Buying shares using your own money is a popular way to help fund a new venture. If the company succeeds and you make a gain, Capital Gains Tax (CGT) will likely apply. If it fails, you will probably be able to claim a tax deduction for the loss against your other income, or capital gains. Another advantage when you make a personal investment and buy shares is that the company can pay you dividends – but only if/when it makes a profit. Dividends are a notoriously tax-efficient source of income.
Lending your own money is another option. Here, you can charge interest on the loan; so regardless of whether the company is making a profit or loss, you will receive a regular income from your investment. With regards to tax efficiency, the interest will be taxable at the highest rate you pay, so that means up to 45 per cent. If the total interest does not exceed £1000 (basic rate tax payers) or £500 (higher rate) it is chargeable at 0 per cent. For the new company, they will be able to claim a tax deduction against the interest that they are paying you.

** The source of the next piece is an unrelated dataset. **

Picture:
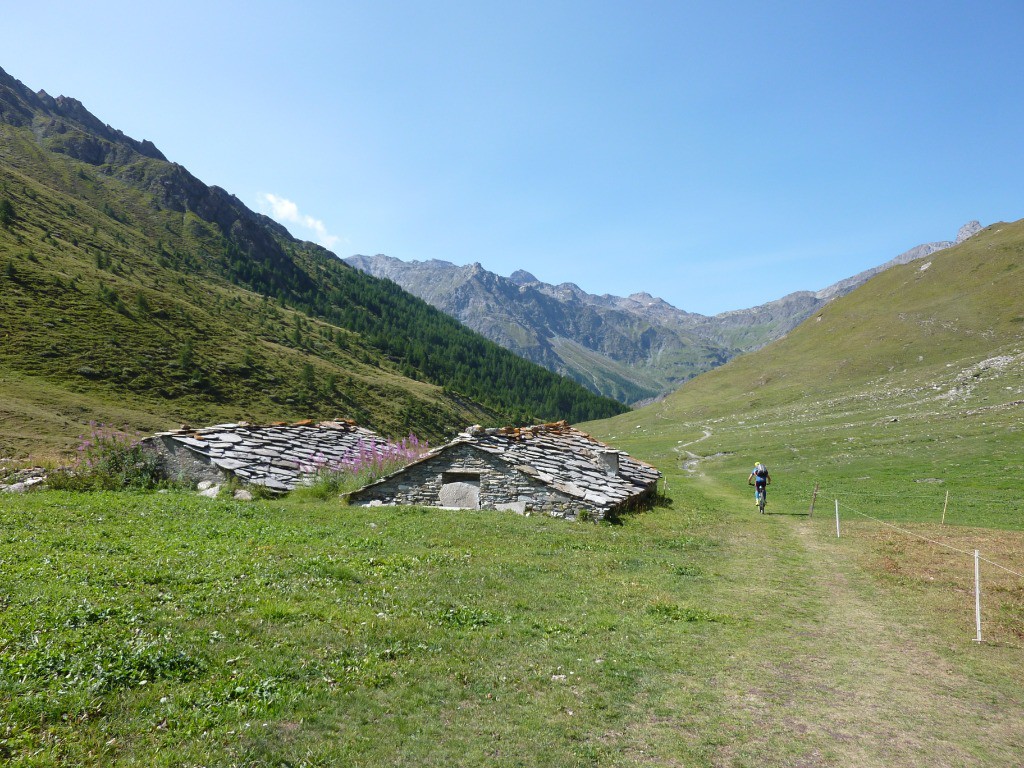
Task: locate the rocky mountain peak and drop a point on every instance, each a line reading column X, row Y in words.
column 521, row 278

What if the new company fails? Well, your loss will be set against your capital gains only – so there will not be a tax deduction if you do not have them.
Alternatively, it might be more tax efficient to help fund a new business using company money and not your own. Indeed, there are more pros to investing this way.
If you use company money to buy shares and you own 10 per cent or more of the new company, any gain you make when the shares are sold are tax exempt. If dividends are paid, the receiving company will also enjoy them being exempt from tax.
With a company loan, any loss you make if the new start-up fails can be deducted from your trading profits, chargeable to corporation tax. So it doesn’t have to make capital gains to get relief for the loss (unlike a personal loan).
A savvy practice owner might decide to combine these methods, by initially investing in a company loan and converting it to shares in a few years’ time. This could be a way of getting tax advantages while the start-up is in its fledgling phase and enjoying further benefits once the company is trading on more solid ground.
If you are asked to invest in an associate’s new business idea, this could represent an exciting opportunity that you should grab with both hands. Speak to a specialist accountant for advice on how to maximise the benefits that an investment could bring.